Perhaps the best rendering though is to realize that none of these three options are wrong because all of them are right. The two witnesses that convicted Cain before God were the blood of Abel and the ground that received it. As a result, his punishment involved being separated from the ground that he tilled to wander all the earth. His curse then was worse than the curse on the ground of Genesis 3. In all respects, Cain has failed to redeem humanity from the curse.

Even worse, Cain proves unable to bear the guilt of his sin. That is, in his lament “My punishment (or guilt) is too great for me to bear!” (v. 13), Cain admits that he is unable to pay for his sin before God. He cannot then save humanity from sin, because he is unable to bear God’s wrath for the sake of himself, let alone that of others.
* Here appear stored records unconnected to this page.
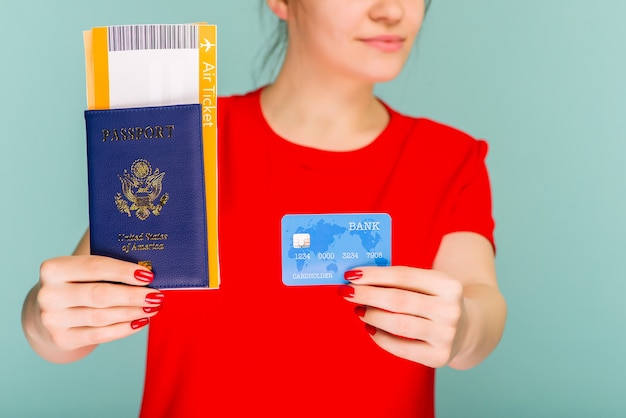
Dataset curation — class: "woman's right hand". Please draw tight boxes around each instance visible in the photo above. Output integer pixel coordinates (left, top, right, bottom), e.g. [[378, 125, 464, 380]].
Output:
[[22, 255, 164, 363]]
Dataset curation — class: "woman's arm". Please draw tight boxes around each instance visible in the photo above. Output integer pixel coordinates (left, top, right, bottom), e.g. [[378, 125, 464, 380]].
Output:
[[22, 232, 163, 363], [342, 232, 506, 369]]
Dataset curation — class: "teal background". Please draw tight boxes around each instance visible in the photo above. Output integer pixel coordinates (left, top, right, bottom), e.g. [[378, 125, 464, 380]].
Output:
[[0, 0, 626, 418]]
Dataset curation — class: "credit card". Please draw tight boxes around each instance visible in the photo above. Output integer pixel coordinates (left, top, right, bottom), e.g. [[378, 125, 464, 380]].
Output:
[[281, 213, 391, 286]]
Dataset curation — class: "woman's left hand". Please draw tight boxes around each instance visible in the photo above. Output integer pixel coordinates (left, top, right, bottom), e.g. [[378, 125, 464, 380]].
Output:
[[339, 266, 467, 367]]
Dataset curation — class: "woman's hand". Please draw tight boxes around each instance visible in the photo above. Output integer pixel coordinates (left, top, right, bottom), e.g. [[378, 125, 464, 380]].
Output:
[[339, 232, 506, 369], [340, 267, 466, 367], [22, 255, 164, 363]]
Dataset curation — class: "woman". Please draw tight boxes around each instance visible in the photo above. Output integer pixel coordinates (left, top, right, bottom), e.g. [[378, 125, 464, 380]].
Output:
[[23, 0, 506, 417]]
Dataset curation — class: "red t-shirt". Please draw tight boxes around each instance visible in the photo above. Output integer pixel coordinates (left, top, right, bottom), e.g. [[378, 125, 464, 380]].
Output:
[[141, 86, 493, 418]]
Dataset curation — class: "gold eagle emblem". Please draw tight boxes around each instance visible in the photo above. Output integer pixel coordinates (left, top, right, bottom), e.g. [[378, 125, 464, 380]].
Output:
[[115, 159, 169, 221]]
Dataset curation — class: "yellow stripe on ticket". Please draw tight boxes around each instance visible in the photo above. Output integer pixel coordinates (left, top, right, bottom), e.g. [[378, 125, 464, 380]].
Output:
[[90, 27, 109, 109], [198, 25, 220, 289]]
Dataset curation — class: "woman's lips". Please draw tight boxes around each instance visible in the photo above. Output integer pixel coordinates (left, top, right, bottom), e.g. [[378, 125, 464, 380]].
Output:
[[361, 35, 404, 52]]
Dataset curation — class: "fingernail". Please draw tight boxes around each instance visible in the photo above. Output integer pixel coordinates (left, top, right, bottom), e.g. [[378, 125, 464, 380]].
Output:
[[343, 270, 363, 280], [365, 324, 377, 335], [135, 270, 154, 283], [146, 293, 165, 305], [130, 318, 150, 329], [143, 305, 161, 313], [337, 286, 354, 298]]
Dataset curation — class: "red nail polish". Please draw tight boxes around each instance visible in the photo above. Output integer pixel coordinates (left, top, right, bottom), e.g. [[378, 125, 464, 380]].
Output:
[[146, 293, 165, 305], [365, 324, 377, 335], [343, 270, 363, 280], [337, 286, 354, 298], [135, 270, 154, 283], [130, 318, 150, 329], [354, 305, 367, 318]]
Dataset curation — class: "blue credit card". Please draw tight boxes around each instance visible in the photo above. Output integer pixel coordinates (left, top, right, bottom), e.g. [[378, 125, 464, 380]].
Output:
[[281, 213, 391, 286]]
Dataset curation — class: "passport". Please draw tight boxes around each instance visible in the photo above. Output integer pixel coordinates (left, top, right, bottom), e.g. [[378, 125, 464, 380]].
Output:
[[281, 213, 391, 286], [85, 104, 209, 289], [83, 22, 220, 289]]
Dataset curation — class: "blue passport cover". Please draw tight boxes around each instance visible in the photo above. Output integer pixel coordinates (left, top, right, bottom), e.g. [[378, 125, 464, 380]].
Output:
[[85, 104, 209, 289]]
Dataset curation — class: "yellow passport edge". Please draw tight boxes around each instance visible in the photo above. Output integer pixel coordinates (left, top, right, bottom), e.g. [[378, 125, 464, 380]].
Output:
[[198, 25, 220, 289]]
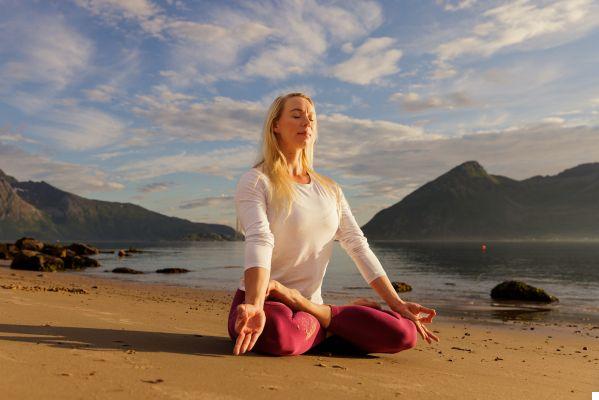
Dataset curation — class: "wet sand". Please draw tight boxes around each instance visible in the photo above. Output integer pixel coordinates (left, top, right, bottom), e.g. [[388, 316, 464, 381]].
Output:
[[0, 266, 599, 400]]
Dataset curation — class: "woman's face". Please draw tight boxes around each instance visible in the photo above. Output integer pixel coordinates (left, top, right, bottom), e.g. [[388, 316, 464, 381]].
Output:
[[273, 97, 316, 152]]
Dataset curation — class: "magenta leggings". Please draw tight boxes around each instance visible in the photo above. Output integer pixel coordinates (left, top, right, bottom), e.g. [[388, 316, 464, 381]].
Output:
[[228, 289, 416, 356]]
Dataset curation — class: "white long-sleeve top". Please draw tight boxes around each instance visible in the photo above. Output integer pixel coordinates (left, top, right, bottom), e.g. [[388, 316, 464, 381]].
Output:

He needs grace from God, as seen in God’s merciful provision of a sign to prevent his death in vengeance (vv. 14–15).

Ultimately, Cain fails to return humanity to the garden of Eden. Cain fails to fulfill Eve’s hope. Instead, he goes off to wander about east of Eden (v. 16). What we’ve learned in the story of Cain is that no man is able to save humanity.

No man, that is, except the God-man Jesus Christ. What Cain failed to do–worship God rightly by faith, identify temptation, resist temptation, break the curse, bear the punishment of sin, and return humanity to a right relationship with God–Jesus Christ did through his death and resurrection. The point of the story of Cain and Abel then is this: you, apart from Jesus Christ, are like Cain, trying to save yourself, but proving ultimately unable. You fell into sin. You didn’t confess it to God. You couldn’t pay for it. You are deserving of a worse curse, not deliverance from it. You end up wandering farther and farther away from the presence of God in the paradise of Eden. You need Jesus Christ to save you from your sin. Cain’s failure points us then to our need for Jesus Christ. The right response is to place your faith in Jesus as Lord and Savior.